# How to help Simplify with conjugates without using ComplexExpand

I have a seemingly simple simplification involving conjugates:

$Assumptions = Element[{a}, Reals]; FullSimplify[ x E^(I a) + Conjugate[x] E^(-I a)]  which merely outputs this, E^(-I a) (E^(2 I a) x + Conjugate[x])  I would have expected the expression above to simplify to 2 Re[x E^(I a)]  In order to use ComplexExpand, one needs to explicitly convert every cplx variable into either Cartesian or polar form, which causes quite some extra labour: expr = x E^(I a) + Conjugate[x] E^(-I a); repToCart = {x -> xRE + I xIM}; repToCplx = {xRE -> Re[x], xIM -> Im[x]};$Assumptions = Element[{a, xRE, xIM}, Reals];
Output = FullSimplify[expr /. repToCart] /. repToCplx


outputs this:

2 Cos[a] Re[x] - 2 Im[x] Sin[a]


This is indeed the same as this:

2 Re[x E^(I a)]


But it is

1. More complicated
2. Required quite some extra steps

Any tips on how to speed up the workflow here would be greatly appreciated :)

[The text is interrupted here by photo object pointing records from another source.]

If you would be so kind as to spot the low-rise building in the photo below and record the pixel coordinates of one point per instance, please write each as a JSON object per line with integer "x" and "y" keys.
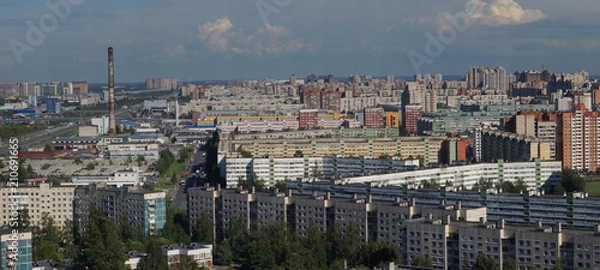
{"x": 146, "y": 209}
{"x": 149, "y": 151}
{"x": 195, "y": 252}
{"x": 17, "y": 249}
{"x": 56, "y": 202}
{"x": 126, "y": 177}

• You can get the second expression with ComplexExpand[x E^(I a) + Conjugate[x] E^(-I a), {x}, TargetFunctions -> {Re, Im}]. Commented Nov 28, 2020 at 9:09
• Thanks a lot, I was not aware of this wonderful shortcut ! This helps a lot. I would even have marked this comment as an accepted answer if it were an answer. Commented Nov 28, 2020 at 12:50
• Go ahead and post an answer yourself then. Commented Nov 28, 2020 at 13:32

I cannot understand, why not to use ComplexExpand]. However, if not, try this:

expr = x E^(I a) + Conjugate[x] E^(-I a) /. x -> z + I*t;

Simplify[expr // ExpToTrig, {a, z, t} \[Element] Reals] /. {z ->
Re[x], t -> Im[x]}

(*   2 Cos[a] Re[x] - 2 Im[x] Sin[a] *)


Have fun!

Following up to the comment of b.gates.you.know.what, I think that is the most useful answer.

ComplexExpand[x E^(I a) + Conjugate[x] E^(-I a), {x},   TargetFunctions -> {Re, Im}]


This approach spares the user to write replacement rules back and forth. The answer from Alexei Boulbitch is also useful, but not much different than the replacement rules I mentioned in my post.

Thanks to all. Massimo